While the fund's primary objective is federal tax-exempt income, a portion of its portfolio may hold private-activity bonds whose interest is considered a preference item under the alternative minimum tax. The fund's quarterly and annual shareholder reports disclose the precise percentage of distributions attributable to AMT-subject bonds.
How does a closed-end fund structure differ from an open-end municipal bond mutual fund?
Unlike open-end funds that issue and redeem shares daily at net asset value, the Federated Hermes Premier Municipal Income Fund has a fixed number of shares traded on the NYSE. Its market price can diverge from NAV based on supply and demand. This structure allows the portfolio manager to remain fully invested without maintaining a liquidity buffer for redemptions, but introduces price volatility unrelated to bond fundamentals.
What credit quality standards does the fund maintain?
The fund invests primarily in investment-grade municipal securities rated BBB- or higher by S&P, Baa3 or higher by Moody's, or of comparable quality if unrated. A small allocation to below-investment-grade bonds is permitted, subject to the fund's stated investment policies and prospectus limitations.
What is Federated Hermes' broader municipal bond platform?
Federated Hermes manages one of the larger municipal bond franchises among US asset managers, with several open-end funds, closed-end funds, and institutional separately managed accounts. The Pittsburgh-based firm has deep ties to the Pennsylvania municipal market dating back decades, but its credit research now covers issuers nationwide across sectors including transportation, healthcare, and higher education.
Can the fund invest in Puerto Rico or other territorial bonds?
Yes, the fund's charter permits investment in obligations issued by US territories including Puerto Rico, Guam, and the Virgin Islands. Territorial bonds are generally exempt from federal income tax and may offer yield advantages, but also carry distinct credit risks tied to each territory's fiscal and economic conditions, as demonstrated by Puerto Rico's 2016 default and subsequent restructuring.
How does the fund's expense structure compare to an open-end muni fund?

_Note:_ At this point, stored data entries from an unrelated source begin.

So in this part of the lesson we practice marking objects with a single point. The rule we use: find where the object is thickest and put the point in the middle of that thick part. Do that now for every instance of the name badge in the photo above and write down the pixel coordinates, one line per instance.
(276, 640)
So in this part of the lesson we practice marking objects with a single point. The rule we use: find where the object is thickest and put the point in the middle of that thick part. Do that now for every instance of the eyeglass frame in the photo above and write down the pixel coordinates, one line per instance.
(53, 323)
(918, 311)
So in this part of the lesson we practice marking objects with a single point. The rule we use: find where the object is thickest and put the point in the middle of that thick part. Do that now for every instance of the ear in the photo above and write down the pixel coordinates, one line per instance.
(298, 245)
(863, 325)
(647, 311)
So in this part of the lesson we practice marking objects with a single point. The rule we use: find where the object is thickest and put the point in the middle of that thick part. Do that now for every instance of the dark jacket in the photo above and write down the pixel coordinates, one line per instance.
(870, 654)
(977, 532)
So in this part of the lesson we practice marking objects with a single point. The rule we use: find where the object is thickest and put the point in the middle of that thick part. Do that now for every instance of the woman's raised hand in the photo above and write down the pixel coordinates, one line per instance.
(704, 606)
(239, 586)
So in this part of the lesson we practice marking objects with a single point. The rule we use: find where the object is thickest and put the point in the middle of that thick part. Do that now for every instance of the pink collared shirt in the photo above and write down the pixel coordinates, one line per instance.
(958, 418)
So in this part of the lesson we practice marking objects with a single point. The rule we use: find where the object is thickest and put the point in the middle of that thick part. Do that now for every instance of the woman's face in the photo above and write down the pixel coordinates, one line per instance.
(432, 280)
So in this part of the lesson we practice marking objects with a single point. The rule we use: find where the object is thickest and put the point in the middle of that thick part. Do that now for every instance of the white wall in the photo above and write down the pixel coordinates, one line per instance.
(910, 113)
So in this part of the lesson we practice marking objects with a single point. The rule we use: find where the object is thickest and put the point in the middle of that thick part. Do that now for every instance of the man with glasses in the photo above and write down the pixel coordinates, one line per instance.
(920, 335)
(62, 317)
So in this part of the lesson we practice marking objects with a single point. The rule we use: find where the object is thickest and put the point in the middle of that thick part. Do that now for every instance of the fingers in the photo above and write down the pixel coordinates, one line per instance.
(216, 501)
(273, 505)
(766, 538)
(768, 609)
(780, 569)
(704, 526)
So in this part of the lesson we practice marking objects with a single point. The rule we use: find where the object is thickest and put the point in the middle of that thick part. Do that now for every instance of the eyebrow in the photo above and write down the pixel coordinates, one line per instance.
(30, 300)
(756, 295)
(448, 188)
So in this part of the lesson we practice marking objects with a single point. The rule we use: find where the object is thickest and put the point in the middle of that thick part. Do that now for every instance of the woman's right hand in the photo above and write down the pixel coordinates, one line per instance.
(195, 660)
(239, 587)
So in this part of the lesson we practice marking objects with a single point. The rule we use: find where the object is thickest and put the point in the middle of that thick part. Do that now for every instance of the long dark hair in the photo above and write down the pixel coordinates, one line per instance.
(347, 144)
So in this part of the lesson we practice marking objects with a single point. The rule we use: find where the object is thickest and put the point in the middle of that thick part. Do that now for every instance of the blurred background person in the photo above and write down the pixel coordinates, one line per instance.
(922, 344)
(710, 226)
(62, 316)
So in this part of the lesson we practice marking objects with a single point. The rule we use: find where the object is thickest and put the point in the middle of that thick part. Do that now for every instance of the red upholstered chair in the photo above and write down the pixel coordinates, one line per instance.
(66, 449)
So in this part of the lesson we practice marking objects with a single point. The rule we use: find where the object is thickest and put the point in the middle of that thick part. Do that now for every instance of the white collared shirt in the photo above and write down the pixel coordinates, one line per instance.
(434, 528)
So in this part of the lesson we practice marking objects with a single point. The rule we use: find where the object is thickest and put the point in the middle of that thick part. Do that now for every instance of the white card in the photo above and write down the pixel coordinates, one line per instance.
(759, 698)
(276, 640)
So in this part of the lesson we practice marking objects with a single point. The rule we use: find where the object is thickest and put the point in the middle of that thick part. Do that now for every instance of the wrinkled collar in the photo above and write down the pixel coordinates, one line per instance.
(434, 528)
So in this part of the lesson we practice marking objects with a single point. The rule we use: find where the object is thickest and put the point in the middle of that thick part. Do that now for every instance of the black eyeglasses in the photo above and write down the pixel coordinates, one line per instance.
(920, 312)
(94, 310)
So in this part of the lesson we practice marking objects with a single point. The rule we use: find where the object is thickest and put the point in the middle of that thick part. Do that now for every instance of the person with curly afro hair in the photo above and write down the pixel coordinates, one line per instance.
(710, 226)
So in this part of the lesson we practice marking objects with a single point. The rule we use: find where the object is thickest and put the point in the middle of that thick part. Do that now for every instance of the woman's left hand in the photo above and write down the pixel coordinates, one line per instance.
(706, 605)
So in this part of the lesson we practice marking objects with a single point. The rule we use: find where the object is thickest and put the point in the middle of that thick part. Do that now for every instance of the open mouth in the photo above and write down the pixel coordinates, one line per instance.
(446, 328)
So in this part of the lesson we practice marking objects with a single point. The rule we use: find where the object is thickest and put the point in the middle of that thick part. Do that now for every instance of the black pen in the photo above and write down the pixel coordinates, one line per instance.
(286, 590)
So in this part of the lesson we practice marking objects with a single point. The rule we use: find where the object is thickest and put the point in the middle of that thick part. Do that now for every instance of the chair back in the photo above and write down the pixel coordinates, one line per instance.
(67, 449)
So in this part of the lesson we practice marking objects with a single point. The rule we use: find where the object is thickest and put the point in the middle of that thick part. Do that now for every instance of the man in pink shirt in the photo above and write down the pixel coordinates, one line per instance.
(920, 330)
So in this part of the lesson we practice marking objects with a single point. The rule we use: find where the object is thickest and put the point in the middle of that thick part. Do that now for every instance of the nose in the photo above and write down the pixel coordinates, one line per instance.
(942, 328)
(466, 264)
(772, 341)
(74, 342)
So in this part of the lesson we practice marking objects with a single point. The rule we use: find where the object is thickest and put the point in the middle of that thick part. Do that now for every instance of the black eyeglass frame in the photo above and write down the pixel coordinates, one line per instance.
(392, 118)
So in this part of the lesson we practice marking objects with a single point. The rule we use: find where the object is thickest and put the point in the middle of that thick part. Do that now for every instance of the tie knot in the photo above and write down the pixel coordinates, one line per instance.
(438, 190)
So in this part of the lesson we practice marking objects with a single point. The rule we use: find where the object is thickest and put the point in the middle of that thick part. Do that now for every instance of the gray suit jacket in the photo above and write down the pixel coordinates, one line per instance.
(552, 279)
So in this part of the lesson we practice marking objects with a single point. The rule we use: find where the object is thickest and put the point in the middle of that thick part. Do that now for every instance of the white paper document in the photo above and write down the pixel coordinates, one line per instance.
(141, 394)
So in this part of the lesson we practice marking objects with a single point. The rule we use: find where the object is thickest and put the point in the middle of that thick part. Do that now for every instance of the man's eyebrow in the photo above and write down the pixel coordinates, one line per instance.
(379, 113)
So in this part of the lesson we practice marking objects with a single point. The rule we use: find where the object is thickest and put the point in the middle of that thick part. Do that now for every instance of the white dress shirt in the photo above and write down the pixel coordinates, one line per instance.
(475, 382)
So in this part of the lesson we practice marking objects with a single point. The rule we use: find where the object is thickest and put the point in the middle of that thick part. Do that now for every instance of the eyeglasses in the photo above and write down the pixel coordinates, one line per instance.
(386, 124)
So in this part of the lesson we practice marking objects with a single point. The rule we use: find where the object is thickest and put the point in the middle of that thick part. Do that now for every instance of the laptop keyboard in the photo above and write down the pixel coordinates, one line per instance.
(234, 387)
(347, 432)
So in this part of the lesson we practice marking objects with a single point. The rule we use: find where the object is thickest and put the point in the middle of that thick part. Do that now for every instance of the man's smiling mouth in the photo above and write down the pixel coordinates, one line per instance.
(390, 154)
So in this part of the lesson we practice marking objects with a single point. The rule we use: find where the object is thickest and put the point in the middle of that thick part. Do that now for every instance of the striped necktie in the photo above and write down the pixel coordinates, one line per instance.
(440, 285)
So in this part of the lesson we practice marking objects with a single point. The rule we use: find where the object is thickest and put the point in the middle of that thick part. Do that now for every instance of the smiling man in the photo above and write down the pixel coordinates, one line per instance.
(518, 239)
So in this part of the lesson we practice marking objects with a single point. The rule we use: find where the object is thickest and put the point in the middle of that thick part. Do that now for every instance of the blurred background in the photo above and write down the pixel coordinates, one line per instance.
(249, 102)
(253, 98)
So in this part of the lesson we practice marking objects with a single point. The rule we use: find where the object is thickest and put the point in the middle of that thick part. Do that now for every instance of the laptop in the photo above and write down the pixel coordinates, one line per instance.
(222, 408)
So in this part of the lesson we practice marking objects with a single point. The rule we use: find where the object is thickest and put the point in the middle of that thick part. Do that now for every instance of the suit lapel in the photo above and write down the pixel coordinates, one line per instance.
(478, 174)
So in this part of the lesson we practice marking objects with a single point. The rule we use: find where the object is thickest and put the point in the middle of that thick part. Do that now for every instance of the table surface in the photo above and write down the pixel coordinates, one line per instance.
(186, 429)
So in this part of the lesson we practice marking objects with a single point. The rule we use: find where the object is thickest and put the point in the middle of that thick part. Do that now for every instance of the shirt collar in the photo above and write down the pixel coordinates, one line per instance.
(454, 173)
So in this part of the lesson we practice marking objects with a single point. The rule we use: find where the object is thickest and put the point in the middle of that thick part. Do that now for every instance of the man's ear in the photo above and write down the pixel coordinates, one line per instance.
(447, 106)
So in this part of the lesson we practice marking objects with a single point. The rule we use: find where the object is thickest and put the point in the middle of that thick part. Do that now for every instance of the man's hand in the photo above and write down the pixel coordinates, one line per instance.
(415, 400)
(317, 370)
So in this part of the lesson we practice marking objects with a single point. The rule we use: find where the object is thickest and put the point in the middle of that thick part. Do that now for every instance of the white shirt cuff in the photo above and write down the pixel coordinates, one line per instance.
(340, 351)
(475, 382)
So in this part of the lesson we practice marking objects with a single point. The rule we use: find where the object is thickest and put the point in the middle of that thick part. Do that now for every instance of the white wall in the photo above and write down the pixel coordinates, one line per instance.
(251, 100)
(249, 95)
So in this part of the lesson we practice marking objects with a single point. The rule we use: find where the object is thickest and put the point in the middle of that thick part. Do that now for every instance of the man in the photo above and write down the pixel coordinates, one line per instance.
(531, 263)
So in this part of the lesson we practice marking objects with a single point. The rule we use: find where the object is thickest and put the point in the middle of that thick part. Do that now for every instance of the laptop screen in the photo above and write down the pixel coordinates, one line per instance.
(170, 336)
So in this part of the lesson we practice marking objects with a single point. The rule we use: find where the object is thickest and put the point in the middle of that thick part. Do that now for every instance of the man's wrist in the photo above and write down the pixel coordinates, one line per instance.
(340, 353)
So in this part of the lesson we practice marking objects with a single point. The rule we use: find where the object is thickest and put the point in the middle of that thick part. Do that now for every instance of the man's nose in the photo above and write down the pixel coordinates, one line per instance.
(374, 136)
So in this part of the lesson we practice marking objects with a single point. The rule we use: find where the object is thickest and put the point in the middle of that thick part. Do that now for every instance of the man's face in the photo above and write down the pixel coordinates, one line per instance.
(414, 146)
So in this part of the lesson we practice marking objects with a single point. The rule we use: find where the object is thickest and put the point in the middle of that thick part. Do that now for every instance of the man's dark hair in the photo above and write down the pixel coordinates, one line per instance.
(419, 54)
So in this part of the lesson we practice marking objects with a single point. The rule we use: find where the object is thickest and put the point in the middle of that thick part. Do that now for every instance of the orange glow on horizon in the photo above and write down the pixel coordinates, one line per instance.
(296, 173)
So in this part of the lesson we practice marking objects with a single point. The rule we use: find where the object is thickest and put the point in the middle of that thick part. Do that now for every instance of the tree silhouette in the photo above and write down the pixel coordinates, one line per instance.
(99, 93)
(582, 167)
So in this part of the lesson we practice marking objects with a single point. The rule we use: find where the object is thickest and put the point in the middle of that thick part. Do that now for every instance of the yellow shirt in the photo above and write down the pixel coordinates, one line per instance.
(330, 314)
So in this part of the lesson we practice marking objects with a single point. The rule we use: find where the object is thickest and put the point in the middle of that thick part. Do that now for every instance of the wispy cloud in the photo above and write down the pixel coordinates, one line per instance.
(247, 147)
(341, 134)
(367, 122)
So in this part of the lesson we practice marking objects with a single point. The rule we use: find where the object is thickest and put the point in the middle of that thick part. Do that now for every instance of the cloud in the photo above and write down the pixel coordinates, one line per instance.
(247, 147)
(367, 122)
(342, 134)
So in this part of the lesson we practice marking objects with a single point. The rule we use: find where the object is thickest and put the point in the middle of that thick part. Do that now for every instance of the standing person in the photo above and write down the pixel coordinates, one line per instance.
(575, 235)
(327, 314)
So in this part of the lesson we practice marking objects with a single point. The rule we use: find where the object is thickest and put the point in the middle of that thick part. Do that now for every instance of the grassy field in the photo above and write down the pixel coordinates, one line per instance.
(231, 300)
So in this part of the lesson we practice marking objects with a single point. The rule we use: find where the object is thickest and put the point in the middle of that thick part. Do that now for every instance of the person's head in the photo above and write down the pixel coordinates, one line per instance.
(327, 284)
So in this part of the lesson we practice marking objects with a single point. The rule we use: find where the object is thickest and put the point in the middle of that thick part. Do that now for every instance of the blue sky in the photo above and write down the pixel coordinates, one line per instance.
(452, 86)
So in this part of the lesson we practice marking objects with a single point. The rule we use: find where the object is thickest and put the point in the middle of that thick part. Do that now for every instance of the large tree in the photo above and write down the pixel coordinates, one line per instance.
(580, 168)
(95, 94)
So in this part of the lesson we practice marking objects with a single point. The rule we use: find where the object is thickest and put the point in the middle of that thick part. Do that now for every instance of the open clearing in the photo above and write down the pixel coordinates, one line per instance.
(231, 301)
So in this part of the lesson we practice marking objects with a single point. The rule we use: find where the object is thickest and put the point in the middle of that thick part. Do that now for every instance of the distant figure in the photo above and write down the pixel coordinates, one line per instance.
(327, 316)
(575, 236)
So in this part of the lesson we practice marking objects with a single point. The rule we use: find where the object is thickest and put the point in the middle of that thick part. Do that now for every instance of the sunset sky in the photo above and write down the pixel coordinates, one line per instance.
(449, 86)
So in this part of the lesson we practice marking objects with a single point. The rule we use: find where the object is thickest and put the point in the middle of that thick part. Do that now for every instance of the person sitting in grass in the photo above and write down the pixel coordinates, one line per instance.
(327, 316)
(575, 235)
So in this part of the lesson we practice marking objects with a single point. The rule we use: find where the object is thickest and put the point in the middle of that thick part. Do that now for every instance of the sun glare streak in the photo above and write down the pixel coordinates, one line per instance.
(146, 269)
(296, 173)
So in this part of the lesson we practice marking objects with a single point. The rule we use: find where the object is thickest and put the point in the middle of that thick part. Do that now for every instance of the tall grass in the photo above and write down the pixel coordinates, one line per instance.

Closed-end funds typically carry higher expense ratios than open-end equivalents because the ratio includes leverage costs — which are deducted at the fund level and flow through to the stated expense figure. This makes direct expense-ratio comparisons misleading. Allocators generally evaluate closed-end muni funds on distribution rate relative to net asset value, adjusted for premium or discount, rather than on nominal expense ratio.